Pero volvamos a la cuestión importante: ¿hay una finalidad, digamos, terapéutica en la escritura sobre uno mismo? Quizá, si el objeto de la literatura es el propio autor, la catarsis aristotélica sea más eficaz y suceda sobre el propio agente (y no sobre el paciente) de la literatura. Seguramente durante el arduo trabajo que supone escribir una obra literaria hay una serie de descubrimientos de quien escribe sobre sus propios motivos. Contar lo que nos sucede ayuda a que lo podamos comprender mejor, más profundamente. Pero no podemos obviar que también hay una manipulación de la verdad. Usando un lenguaje psicoanalítico: si el personaje que aparece en el texto es el propio autor, las pulsiones que lo mueven probablemente permanezcan gobernadas por el superyó del autor en todo el texto. La búsqueda de las motivaciones originarias se complica porque no se pueden derribar las barreras que las reprimen. En otras palabras, contamos lo que queremos contar sabiendo que estamos formando en el lector la idea de quiénes somos: controlamos cada paso de la construcción de nuestra propia imagen.

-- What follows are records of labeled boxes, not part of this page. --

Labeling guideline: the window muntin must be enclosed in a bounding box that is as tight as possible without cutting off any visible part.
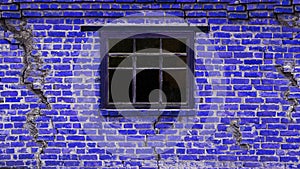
[107,37,190,108]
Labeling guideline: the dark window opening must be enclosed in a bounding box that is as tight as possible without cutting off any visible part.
[105,33,192,109]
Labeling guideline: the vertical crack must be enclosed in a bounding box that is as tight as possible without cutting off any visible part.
[275,64,299,121]
[0,18,52,169]
[152,147,161,169]
[227,120,250,149]
[24,108,48,169]
[0,19,51,109]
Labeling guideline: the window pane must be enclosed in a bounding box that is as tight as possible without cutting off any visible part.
[162,38,186,53]
[163,55,187,68]
[136,55,160,68]
[109,39,133,53]
[162,70,187,103]
[108,69,132,103]
[136,39,160,53]
[136,69,159,102]
[108,56,132,67]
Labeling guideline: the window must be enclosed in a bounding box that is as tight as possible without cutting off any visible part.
[101,28,193,109]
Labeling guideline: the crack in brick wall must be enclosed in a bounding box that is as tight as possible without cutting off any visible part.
[0,19,54,169]
[227,120,250,149]
[275,65,299,122]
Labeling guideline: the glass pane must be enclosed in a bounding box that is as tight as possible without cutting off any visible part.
[163,55,187,68]
[108,39,133,53]
[136,55,160,68]
[108,69,133,103]
[136,39,160,53]
[136,69,159,102]
[108,56,132,67]
[162,38,186,53]
[162,70,187,103]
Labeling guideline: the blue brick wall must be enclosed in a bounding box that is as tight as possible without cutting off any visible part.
[0,0,300,169]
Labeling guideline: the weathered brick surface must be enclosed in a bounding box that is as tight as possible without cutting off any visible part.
[0,0,300,169]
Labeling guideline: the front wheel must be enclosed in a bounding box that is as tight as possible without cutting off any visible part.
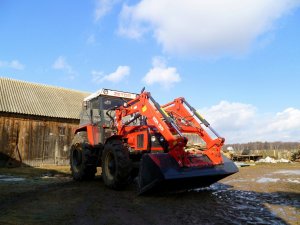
[102,140,132,190]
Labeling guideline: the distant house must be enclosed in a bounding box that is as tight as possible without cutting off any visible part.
[0,78,90,166]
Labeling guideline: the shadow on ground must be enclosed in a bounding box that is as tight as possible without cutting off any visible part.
[0,176,300,225]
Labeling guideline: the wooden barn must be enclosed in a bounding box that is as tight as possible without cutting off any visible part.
[0,78,89,166]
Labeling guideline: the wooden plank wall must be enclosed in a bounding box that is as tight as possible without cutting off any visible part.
[0,114,79,166]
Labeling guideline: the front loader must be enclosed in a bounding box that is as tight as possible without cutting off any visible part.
[70,89,238,194]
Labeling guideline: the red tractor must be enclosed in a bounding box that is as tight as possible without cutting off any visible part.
[70,89,238,194]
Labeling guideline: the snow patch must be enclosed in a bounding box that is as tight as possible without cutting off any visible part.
[0,175,26,182]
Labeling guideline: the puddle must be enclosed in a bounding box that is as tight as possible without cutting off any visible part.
[0,175,26,182]
[273,170,300,175]
[287,179,300,184]
[256,177,280,183]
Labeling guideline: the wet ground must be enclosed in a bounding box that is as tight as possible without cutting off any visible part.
[0,163,300,225]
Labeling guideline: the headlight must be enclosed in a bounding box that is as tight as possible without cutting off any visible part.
[151,136,156,142]
[159,136,165,142]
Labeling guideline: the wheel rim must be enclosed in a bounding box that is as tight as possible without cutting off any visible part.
[104,152,116,180]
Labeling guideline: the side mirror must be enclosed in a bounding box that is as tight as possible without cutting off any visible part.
[82,101,87,109]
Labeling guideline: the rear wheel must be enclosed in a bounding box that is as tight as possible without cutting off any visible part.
[102,140,132,190]
[70,131,97,180]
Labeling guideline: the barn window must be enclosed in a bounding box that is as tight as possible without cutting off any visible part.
[58,127,66,136]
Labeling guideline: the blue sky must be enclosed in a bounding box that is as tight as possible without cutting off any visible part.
[0,0,300,143]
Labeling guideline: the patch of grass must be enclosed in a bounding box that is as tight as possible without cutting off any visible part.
[0,165,70,178]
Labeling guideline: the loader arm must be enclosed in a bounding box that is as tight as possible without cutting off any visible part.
[116,92,190,167]
[162,97,225,165]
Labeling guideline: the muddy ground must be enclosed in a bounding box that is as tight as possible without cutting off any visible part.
[0,163,300,225]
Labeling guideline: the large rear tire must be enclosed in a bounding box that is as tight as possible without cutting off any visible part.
[102,140,132,190]
[70,131,97,180]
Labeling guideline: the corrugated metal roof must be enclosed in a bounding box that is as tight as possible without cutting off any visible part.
[0,77,90,119]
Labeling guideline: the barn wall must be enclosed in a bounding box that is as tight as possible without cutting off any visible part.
[0,114,79,166]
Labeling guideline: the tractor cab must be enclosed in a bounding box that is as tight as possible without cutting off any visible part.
[78,89,138,144]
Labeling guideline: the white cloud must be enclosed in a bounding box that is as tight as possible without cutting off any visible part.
[203,101,256,130]
[94,0,120,22]
[143,57,181,88]
[0,60,25,70]
[119,0,300,57]
[91,66,130,83]
[199,101,300,143]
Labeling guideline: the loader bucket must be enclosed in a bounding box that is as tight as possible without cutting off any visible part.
[138,153,238,194]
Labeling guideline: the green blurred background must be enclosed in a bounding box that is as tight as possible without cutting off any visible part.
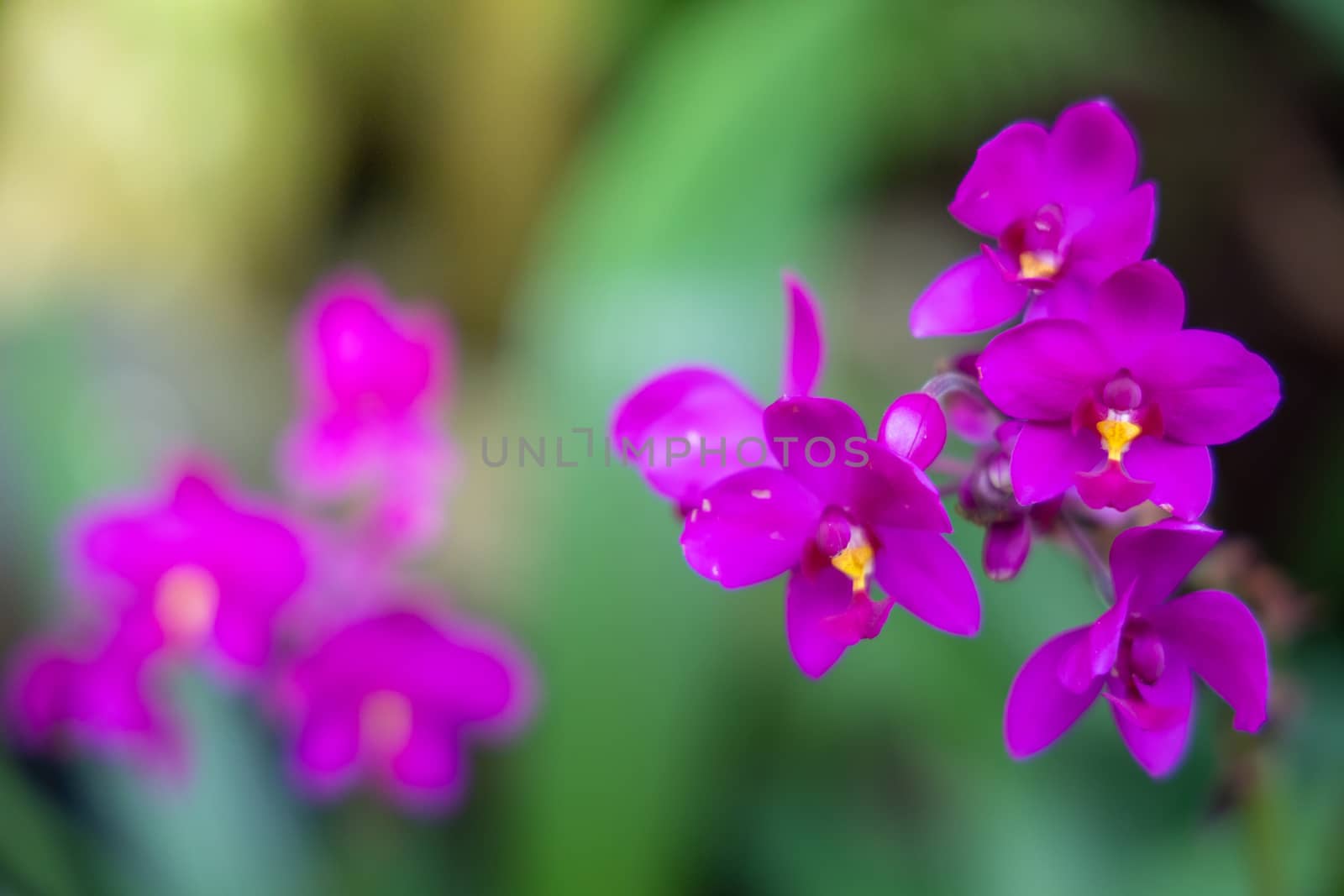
[0,0,1344,896]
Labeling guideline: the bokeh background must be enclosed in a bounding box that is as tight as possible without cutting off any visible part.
[0,0,1344,896]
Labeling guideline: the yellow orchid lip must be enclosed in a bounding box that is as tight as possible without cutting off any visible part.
[1017,251,1059,280]
[831,527,874,594]
[155,563,219,643]
[1097,417,1144,461]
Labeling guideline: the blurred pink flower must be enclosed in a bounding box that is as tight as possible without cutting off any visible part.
[7,627,183,770]
[910,99,1158,338]
[277,609,533,811]
[71,470,307,674]
[281,274,453,542]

En este sentido me parece que la ficción total, sin autorreferencias, tiene una posibilidad más grande de acceder al conocimiento de las pulsiones que provocan la escritura y, tal vez también, de las pulsiones que provocan cualquiera de nuestras acciones. Quizás al escribir sobre personajes completamente ficticios, sobre mundos ajenos y sobre situaciones inventadas somos verdaderamente capaces de suspender el juicio moral y soltar el control sobre la propia imagen proyectada hacia los demás. Quizás detrás de la ficción no autorreferencial podemos descubrir, indirecta pero verdaderamente, los propios motivos de una manera menos controlada, más real.
Conócete a ti mismo, la frase inscrita en el templo de Apolo en Delfos, es una indicación imposible, una condena. Acaso accedemos a un conocimiento mínimo de quiénes somos a lo largo de toda nuestra vida. Aspiramos a, digamos, una ignorancia menor, más que a un conocimiento positivo sobre nosotros mismos. La razón ya la dejaron clara Schopenhauer, Nietzsche, Freud, Lacan, los surrealistas y prácticamente cualquier escuela psicoanalítica: cuando media la conciencia no tenemos acceso a un verdadero yo, sino a la construcción de uno falseado. Y si, aceptado este principio, quisiéramos intentar otro camino y confiar en la mirada de alguien más para conocernos a nosotros mismos, corremos el riesgo de terminar sometidos a la percepción de los demás, como apunta Peixoto en su autobiografía: nos veremos obligados a cargar con el peso de lo que los demás piensan que somos.